Swiss Interior Minister Ruth Dreifuss was right last week to comment that the policy of neutrality needs to be reexamined in the light of new information about the World War II era. Neutrality can't excuse amorality.

As for resistance to redistributing Nazi loot after the war, it's hard to see that as anything but greed among Swiss officials and a failure of moral purpose among Allied officials, including Americans. Agreements to reimburse the victims of Nazism were flabbily enforced and allowed to lapse.

Now the pressure is on to redress that error. Switzerland is organizing reparations for Holocaust victims. The largest such plan, to set up a fund for humanitarian purposes by selling off some gold reserves, could go before Swiss voters next year. That will be a test of national feeling, versus the statements of leaders.

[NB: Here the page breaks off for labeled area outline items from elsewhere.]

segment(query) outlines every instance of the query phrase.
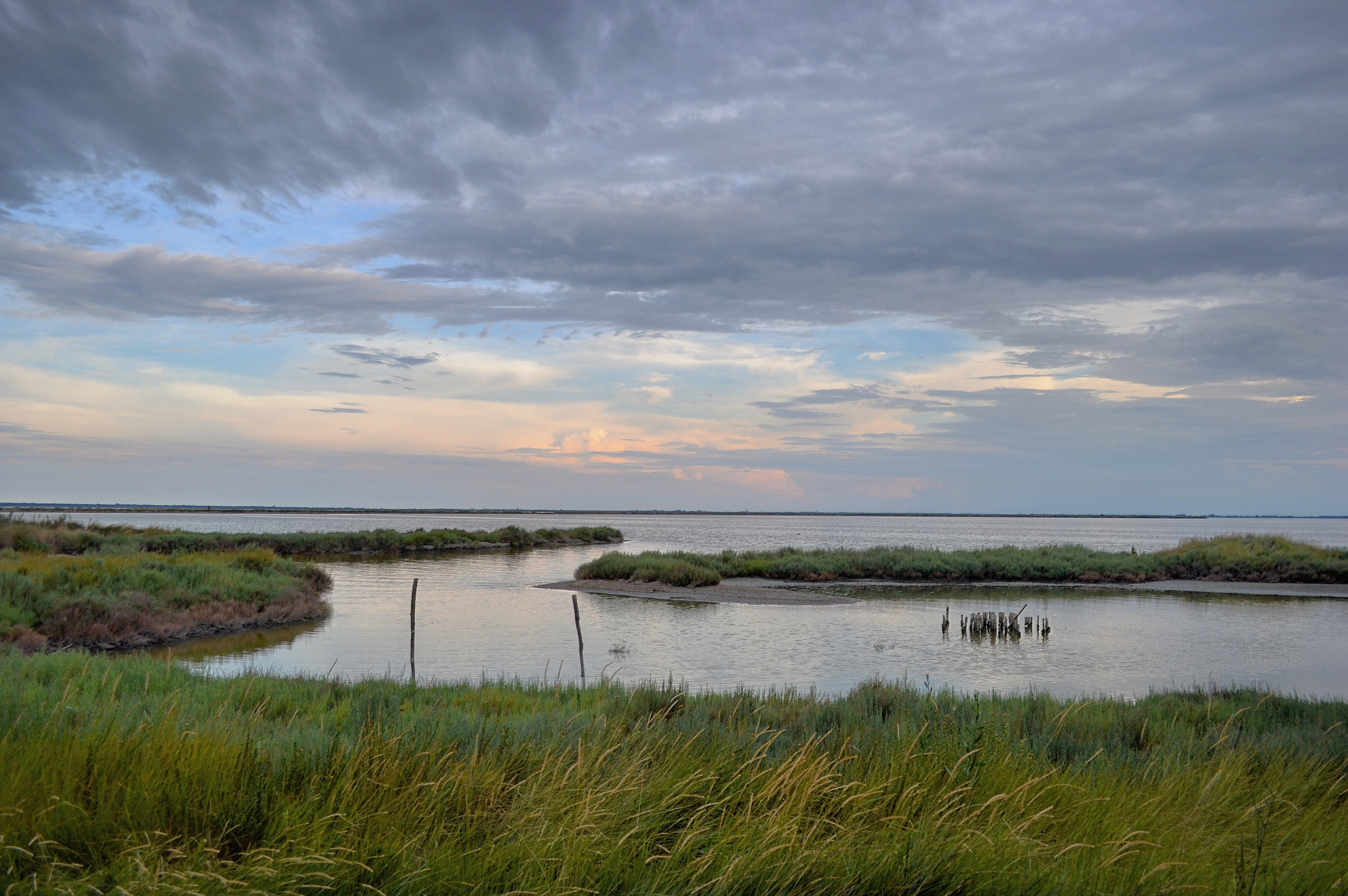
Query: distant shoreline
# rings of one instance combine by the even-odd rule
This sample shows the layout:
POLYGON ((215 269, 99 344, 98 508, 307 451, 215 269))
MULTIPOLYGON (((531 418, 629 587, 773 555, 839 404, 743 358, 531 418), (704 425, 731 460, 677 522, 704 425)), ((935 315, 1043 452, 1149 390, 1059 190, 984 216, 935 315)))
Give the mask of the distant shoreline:
POLYGON ((1290 516, 1254 513, 942 513, 865 511, 539 511, 522 508, 372 508, 372 507, 218 507, 213 504, 0 504, 5 513, 437 513, 461 516, 886 516, 886 517, 969 517, 969 519, 1066 519, 1066 520, 1343 520, 1344 516, 1290 516))

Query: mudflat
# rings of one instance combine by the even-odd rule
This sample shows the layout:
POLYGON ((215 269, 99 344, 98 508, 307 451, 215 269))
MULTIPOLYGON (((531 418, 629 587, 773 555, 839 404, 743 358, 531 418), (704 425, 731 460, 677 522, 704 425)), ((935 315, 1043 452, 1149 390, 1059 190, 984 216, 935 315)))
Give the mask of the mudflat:
POLYGON ((721 582, 685 587, 665 582, 619 582, 611 579, 570 579, 549 582, 537 587, 559 591, 585 591, 588 594, 613 594, 616 597, 647 597, 659 601, 686 601, 689 604, 758 604, 762 606, 833 606, 860 604, 853 597, 825 594, 799 585, 763 582, 747 585, 741 582, 721 582))
MULTIPOLYGON (((625 579, 572 579, 549 582, 538 587, 621 597, 650 597, 663 601, 701 604, 759 604, 767 606, 828 606, 856 604, 859 594, 829 594, 822 582, 802 585, 783 579, 727 578, 718 585, 679 586, 665 582, 628 582, 625 579)), ((1053 587, 1064 590, 1170 591, 1188 594, 1250 594, 1258 597, 1341 597, 1348 598, 1348 585, 1308 582, 1232 582, 1225 579, 1165 579, 1154 582, 1024 582, 1024 581, 907 581, 837 579, 829 589, 941 589, 941 587, 1053 587)))

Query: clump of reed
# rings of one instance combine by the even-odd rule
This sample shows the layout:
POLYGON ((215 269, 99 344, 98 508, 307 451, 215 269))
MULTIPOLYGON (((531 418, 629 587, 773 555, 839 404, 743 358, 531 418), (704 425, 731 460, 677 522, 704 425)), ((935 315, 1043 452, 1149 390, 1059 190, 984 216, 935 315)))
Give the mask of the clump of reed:
POLYGON ((673 582, 763 577, 805 582, 834 579, 1146 582, 1171 578, 1348 582, 1348 550, 1271 535, 1227 535, 1184 542, 1153 554, 1093 551, 1074 544, 936 551, 872 547, 802 551, 609 552, 576 570, 578 579, 673 582))
POLYGON ((0 551, 0 643, 144 647, 328 613, 326 573, 253 548, 226 554, 0 551))
POLYGON ((607 544, 623 540, 607 525, 523 530, 506 525, 492 532, 464 530, 371 530, 363 532, 183 532, 129 525, 81 524, 58 516, 26 520, 0 516, 0 550, 43 554, 232 551, 267 548, 276 554, 398 554, 474 548, 523 548, 550 544, 607 544))
POLYGON ((12 892, 1337 892, 1348 706, 0 656, 12 892), (120 888, 120 889, 119 889, 120 888))

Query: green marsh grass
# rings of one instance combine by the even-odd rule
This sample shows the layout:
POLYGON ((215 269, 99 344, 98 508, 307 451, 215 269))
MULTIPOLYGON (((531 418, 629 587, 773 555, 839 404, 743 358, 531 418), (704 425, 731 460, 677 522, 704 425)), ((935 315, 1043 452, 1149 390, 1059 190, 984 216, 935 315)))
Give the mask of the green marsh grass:
POLYGON ((1348 706, 0 656, 7 892, 1335 893, 1348 706), (120 888, 120 889, 119 889, 120 888))
POLYGON ((917 579, 1023 582, 1146 582, 1171 578, 1348 582, 1348 550, 1273 535, 1227 535, 1184 542, 1153 554, 1093 551, 1074 544, 936 551, 917 547, 802 551, 686 551, 621 554, 581 565, 578 579, 716 585, 723 577, 795 581, 917 579))
POLYGON ((84 525, 66 517, 26 520, 0 516, 0 550, 51 554, 181 554, 266 548, 276 554, 398 554, 473 548, 522 548, 550 544, 607 544, 623 534, 607 525, 492 532, 464 530, 371 530, 363 532, 183 532, 129 525, 84 525))
POLYGON ((263 548, 224 554, 0 551, 0 643, 128 647, 328 612, 317 566, 263 548))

Meanwhile, the US and Britain are promoting an international conference on the postwar flow of Nazi assets. US Undersecretary of Commerce Stuart Eizenstat, who led a recent study of Allied efforts to track down Nazi assets, has suggested aiding survivors of Hitler's persecutions, particularly in Eastern Europe, through the $70 million in gold still held in a pool set up by the Allies after the war. He urges, also, that World War II "neutrals" who in various ways helped the German war machine - Sweden, Portugal, and Spain, as well as Switzerland - do more to set up funds for victims. Such steps would have symbolic, as well as practical, value.

Information about postwar decisions regarding the claims of victims has taken a long time to start flowing, for reasons buried in bureaucratic and psychic inertia, but it's unstoppable now. And the outcome should be deeper repentance - rethinking and change - in response to one of history's darkest chapters.